L’UE deve fare di più per rispondere alle preoccupazioni dei cittadini, dicono i deputati durante il dibattito su Brexit

Posted by fidest press agency su giovedì, 7 luglio 2016

parlamento europeoI leader dell’UE devono reagire alla votazione del Regno Unito sull’uscita dall’UE facendo di più per difendere il progetto europeo e renderlo più trasparente, sociale e sensibile alle preoccupazioni dei cittadini. Questo è stato il messaggio principale che è venuto fuori il dibattito di martedì mattina con il Presidente del Consiglio europeo Tusk e della Commissione Juncker.
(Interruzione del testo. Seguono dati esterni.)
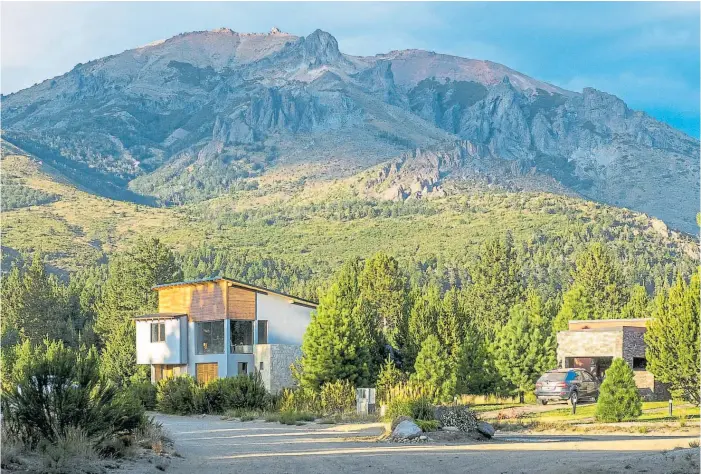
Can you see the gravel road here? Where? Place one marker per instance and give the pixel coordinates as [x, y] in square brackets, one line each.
[209, 444]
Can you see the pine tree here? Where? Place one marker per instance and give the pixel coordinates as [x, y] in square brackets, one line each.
[389, 377]
[423, 319]
[597, 291]
[435, 369]
[496, 284]
[337, 344]
[384, 299]
[128, 289]
[672, 338]
[35, 306]
[476, 373]
[525, 347]
[618, 396]
[638, 305]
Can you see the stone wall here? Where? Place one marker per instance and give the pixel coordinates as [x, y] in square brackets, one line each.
[281, 357]
[633, 343]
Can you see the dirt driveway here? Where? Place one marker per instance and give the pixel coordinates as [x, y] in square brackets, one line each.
[210, 445]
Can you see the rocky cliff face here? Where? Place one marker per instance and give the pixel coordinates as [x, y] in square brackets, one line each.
[192, 116]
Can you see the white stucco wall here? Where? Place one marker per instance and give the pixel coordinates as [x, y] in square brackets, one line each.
[171, 351]
[286, 322]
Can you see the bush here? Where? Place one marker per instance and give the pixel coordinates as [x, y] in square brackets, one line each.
[144, 391]
[55, 389]
[179, 396]
[618, 396]
[337, 397]
[294, 417]
[428, 425]
[243, 392]
[300, 399]
[459, 416]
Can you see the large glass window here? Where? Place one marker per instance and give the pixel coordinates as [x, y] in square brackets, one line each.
[158, 332]
[262, 331]
[209, 337]
[241, 337]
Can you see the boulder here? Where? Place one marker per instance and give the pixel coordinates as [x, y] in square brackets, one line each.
[485, 429]
[407, 429]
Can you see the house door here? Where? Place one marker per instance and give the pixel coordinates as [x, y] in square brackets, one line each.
[207, 372]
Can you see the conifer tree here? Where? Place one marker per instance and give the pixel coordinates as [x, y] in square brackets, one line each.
[525, 348]
[597, 291]
[496, 284]
[128, 289]
[435, 369]
[384, 299]
[476, 373]
[337, 344]
[672, 338]
[618, 396]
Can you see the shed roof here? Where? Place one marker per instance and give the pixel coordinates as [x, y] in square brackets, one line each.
[258, 289]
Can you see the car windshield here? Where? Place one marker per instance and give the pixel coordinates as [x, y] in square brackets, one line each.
[554, 377]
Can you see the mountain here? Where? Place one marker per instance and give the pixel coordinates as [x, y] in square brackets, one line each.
[210, 113]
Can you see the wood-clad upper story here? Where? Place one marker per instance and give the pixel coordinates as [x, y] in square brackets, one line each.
[215, 299]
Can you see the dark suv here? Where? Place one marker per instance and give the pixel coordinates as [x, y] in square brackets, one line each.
[571, 385]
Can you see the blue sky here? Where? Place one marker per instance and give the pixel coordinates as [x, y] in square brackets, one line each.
[645, 53]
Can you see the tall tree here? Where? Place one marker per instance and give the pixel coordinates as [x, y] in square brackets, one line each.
[131, 275]
[476, 373]
[336, 344]
[423, 319]
[384, 298]
[672, 338]
[435, 369]
[35, 306]
[525, 347]
[597, 291]
[496, 284]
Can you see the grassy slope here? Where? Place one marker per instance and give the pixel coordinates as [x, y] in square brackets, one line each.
[78, 228]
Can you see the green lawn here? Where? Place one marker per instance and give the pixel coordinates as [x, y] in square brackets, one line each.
[652, 411]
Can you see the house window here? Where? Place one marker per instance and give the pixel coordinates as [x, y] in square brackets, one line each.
[158, 332]
[209, 337]
[206, 372]
[241, 337]
[262, 331]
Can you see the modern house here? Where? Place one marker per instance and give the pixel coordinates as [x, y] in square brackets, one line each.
[219, 327]
[593, 344]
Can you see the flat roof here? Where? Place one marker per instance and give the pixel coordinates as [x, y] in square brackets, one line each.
[160, 316]
[620, 320]
[258, 289]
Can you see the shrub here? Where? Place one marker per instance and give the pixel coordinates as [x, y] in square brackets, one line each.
[337, 397]
[55, 389]
[428, 425]
[244, 392]
[179, 395]
[459, 416]
[144, 391]
[300, 399]
[70, 449]
[295, 417]
[618, 396]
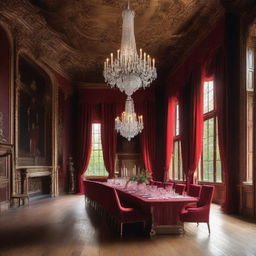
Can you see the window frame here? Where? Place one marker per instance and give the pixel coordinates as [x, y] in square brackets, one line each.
[86, 172]
[207, 116]
[177, 139]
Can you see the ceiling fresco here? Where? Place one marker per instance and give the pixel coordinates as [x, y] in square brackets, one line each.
[74, 37]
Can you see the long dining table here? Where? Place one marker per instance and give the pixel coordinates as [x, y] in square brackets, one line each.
[164, 212]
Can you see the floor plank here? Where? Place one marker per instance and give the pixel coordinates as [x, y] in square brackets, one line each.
[65, 226]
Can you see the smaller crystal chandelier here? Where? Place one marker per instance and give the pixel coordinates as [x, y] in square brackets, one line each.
[129, 125]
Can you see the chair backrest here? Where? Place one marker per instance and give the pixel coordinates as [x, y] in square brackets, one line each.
[206, 195]
[194, 190]
[179, 188]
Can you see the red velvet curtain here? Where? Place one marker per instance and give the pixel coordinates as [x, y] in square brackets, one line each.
[170, 133]
[108, 136]
[148, 137]
[84, 141]
[191, 117]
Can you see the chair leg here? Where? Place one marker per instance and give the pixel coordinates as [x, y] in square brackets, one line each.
[121, 229]
[208, 224]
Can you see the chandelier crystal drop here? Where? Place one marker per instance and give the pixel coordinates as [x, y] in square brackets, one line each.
[129, 125]
[129, 71]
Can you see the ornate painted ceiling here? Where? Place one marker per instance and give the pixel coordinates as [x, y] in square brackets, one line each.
[74, 37]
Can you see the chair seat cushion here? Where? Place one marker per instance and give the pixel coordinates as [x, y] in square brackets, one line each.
[132, 215]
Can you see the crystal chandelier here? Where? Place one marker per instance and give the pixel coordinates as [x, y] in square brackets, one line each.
[129, 125]
[129, 71]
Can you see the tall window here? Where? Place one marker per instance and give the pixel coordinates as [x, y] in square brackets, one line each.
[249, 96]
[176, 160]
[96, 164]
[210, 164]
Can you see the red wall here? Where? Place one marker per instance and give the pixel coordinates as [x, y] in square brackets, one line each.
[5, 67]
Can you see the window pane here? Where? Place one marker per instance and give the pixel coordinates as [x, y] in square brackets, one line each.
[96, 165]
[176, 172]
[208, 150]
[177, 121]
[208, 96]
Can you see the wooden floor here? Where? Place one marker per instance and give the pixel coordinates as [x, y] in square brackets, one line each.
[66, 226]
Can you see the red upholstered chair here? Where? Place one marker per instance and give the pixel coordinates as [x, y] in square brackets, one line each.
[125, 215]
[159, 184]
[201, 213]
[168, 184]
[179, 188]
[194, 190]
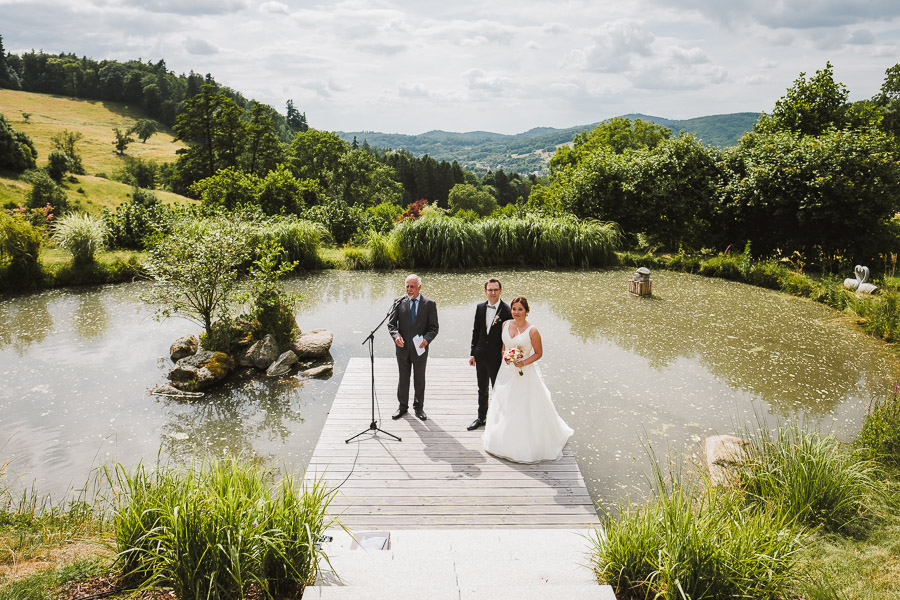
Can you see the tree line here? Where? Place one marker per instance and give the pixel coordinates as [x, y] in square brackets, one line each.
[819, 176]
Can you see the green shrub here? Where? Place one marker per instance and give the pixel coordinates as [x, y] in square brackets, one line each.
[342, 220]
[768, 274]
[137, 224]
[809, 478]
[299, 239]
[57, 165]
[382, 253]
[45, 191]
[799, 284]
[880, 434]
[224, 335]
[138, 172]
[17, 151]
[382, 217]
[80, 234]
[355, 259]
[726, 266]
[692, 542]
[218, 529]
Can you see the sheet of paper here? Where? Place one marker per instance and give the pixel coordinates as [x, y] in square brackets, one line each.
[417, 341]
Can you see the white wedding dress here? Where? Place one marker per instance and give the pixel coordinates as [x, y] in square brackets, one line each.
[522, 424]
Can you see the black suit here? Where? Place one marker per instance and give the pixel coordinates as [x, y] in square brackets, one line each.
[486, 348]
[400, 325]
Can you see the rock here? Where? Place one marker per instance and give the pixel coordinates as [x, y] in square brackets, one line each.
[200, 371]
[165, 390]
[723, 452]
[317, 371]
[186, 345]
[313, 344]
[264, 352]
[282, 364]
[243, 358]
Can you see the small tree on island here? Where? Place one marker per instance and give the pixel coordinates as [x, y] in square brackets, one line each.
[196, 269]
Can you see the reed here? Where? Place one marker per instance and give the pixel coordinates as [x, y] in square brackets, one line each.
[299, 239]
[381, 250]
[219, 529]
[809, 478]
[529, 241]
[695, 541]
[82, 235]
[880, 433]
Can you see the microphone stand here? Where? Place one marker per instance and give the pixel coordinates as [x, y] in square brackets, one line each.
[373, 426]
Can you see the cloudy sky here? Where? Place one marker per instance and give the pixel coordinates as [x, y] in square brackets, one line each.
[410, 66]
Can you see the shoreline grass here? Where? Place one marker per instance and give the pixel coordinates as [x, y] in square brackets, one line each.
[217, 529]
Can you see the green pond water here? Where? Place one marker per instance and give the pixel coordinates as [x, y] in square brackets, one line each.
[703, 356]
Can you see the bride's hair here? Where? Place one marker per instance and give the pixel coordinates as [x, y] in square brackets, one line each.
[523, 301]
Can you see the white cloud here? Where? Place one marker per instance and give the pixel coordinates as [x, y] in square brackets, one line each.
[195, 46]
[405, 65]
[189, 7]
[478, 80]
[862, 37]
[274, 8]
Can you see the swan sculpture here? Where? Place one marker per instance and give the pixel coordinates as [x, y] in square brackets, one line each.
[859, 283]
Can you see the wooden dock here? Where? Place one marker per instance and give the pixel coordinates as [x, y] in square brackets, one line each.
[438, 476]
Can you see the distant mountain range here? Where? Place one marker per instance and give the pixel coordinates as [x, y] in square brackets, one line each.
[531, 151]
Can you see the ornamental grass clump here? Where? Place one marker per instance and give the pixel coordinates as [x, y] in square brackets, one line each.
[382, 253]
[299, 239]
[695, 541]
[218, 530]
[880, 434]
[80, 234]
[809, 478]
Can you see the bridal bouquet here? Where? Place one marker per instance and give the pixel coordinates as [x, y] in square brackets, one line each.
[512, 355]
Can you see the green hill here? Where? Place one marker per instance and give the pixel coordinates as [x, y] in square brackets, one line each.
[49, 115]
[531, 150]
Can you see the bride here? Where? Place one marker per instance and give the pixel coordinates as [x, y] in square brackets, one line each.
[522, 424]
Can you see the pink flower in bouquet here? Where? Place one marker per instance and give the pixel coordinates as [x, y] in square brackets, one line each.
[512, 355]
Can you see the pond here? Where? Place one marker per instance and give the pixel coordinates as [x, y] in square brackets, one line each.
[703, 356]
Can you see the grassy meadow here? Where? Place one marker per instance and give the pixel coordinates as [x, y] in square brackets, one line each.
[49, 115]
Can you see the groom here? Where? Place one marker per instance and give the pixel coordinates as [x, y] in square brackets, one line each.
[487, 344]
[413, 325]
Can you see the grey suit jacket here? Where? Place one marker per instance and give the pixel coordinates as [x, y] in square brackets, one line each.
[400, 325]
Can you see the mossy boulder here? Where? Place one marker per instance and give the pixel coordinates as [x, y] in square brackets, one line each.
[200, 371]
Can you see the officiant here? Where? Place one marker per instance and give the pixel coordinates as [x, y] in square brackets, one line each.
[413, 325]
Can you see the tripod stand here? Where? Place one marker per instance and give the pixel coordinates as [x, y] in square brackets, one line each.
[373, 426]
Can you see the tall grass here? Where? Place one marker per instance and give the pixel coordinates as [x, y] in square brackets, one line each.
[809, 478]
[444, 242]
[695, 541]
[31, 522]
[82, 235]
[299, 239]
[880, 434]
[218, 530]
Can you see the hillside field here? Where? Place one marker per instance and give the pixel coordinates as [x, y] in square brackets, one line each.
[49, 115]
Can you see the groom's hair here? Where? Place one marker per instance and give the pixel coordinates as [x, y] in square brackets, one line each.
[523, 301]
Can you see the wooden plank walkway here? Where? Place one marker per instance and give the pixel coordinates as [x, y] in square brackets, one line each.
[438, 476]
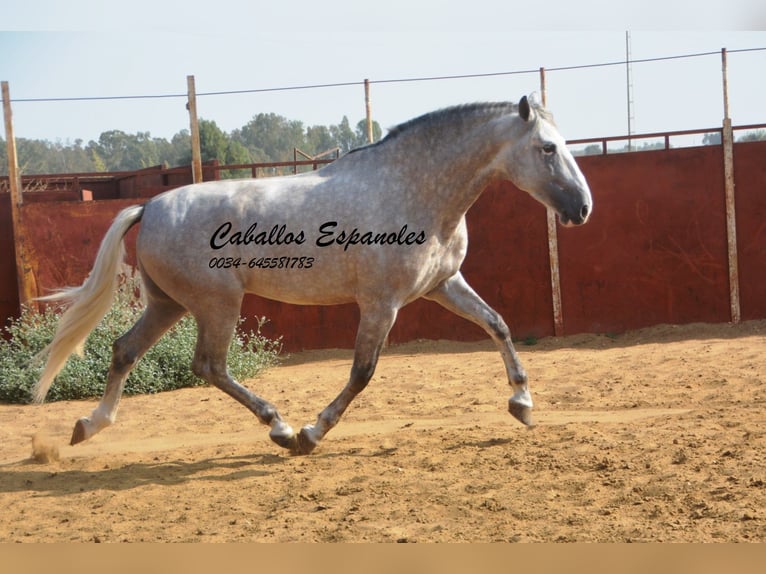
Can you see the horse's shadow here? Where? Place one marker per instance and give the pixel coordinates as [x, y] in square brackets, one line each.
[53, 481]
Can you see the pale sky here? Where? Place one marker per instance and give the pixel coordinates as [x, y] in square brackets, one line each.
[91, 48]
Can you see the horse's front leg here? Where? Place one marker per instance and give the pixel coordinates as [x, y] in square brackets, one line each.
[374, 325]
[456, 295]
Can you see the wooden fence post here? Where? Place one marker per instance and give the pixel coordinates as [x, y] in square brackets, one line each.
[553, 247]
[196, 152]
[368, 109]
[731, 216]
[27, 285]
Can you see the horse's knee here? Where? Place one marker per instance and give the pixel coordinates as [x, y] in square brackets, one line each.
[499, 327]
[123, 354]
[360, 376]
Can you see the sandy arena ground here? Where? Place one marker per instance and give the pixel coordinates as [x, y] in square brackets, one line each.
[654, 435]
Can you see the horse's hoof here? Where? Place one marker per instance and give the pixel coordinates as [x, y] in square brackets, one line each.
[306, 444]
[78, 434]
[520, 412]
[290, 442]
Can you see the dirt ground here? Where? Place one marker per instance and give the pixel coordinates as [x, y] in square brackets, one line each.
[653, 435]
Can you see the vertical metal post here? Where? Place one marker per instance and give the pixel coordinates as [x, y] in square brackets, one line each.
[731, 215]
[368, 108]
[27, 286]
[553, 246]
[196, 153]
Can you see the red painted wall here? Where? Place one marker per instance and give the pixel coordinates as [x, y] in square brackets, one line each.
[654, 252]
[750, 189]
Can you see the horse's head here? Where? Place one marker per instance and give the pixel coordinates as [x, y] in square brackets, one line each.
[540, 164]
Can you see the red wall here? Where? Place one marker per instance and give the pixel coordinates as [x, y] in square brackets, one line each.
[653, 252]
[750, 188]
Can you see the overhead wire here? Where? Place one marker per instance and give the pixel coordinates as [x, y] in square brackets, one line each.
[384, 81]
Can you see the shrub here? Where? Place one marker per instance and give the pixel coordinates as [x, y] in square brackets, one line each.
[166, 366]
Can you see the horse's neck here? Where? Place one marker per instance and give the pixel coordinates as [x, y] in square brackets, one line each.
[451, 174]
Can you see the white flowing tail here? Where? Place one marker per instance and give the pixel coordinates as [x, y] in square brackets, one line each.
[88, 303]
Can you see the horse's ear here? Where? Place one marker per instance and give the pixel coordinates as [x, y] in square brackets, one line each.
[524, 109]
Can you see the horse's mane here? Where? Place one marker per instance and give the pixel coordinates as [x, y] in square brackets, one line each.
[451, 114]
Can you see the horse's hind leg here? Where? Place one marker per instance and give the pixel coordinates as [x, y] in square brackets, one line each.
[456, 295]
[373, 329]
[215, 330]
[158, 317]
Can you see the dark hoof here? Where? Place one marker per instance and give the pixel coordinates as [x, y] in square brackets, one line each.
[78, 434]
[297, 444]
[288, 442]
[305, 444]
[521, 413]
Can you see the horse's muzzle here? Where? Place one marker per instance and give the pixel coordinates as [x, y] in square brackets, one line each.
[571, 219]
Il presidente del Consiglio europeo, Donald Tusk, ha esordito sottolineando come i leader europei abbiano discusso anche di una serie di questioni non legate alle future relazioni tra il Regno Unito e l’UE. “Il referendum del Regno Unito non distoglie l’attenzione dell’UE dalla crisi migratoria”, ha spiegato. Tusk ha poi descritto la discussione su Brexit come “calma e misurata”. I leader dell’UE hanno compreso la decisione del primo ministro britannico, David Cameron, di rinviare i negoziati per l’uscita del paese, tuttavia si aspettano che il nuovo governo del Regno Unito presenti il prima possibile la notifica formale. “Nessuna trattativa di qualsiasi natura – ha rimarcato Tusk – avverrà prima di questa comunicazione”.Il presidente della Commissione europea, Jean-Claude Juncker, ha criticato gli attivisti a favore della Brexit: “Si tratta di “retro-nazionalisti”, non patrioti”, ha detto, aggiungendo che “un patriota non abbandona la barca quando la situazione diventa difficile” e che “non avevano alcun progetto su dove andare a partire da qui”. Junker ha poi insistito sul fatto che l’Unione europea debba diventare “l’Unione degli europei” e che sia necessario accelerare le riforme e metter in pratica le decisioni prese.Il leader del gruppo PPE Manfred Weber (DE) ha detto che, dopo il voto Brexit, i 27 stati membri non dovrebbero farsi prendere in ostaggio dal caos politico a Londra. Weber ha osservato che Boris Johnson e Nigel Farage hanno “abbandonato la nave” quando la situazione è diventata difficile e ha definito questo comportamento “vile”. Weber ha chiesto una nuova cultura politica di responsabilità che sfati i “falsi miti” sull’Europa, poiché l’UE offre benefici alla gente, non è antidemocratica ed è in grado di prendere decisioni. Incolpare l’Unione europea per Brexit ora è “follia”, ha concluso Weber.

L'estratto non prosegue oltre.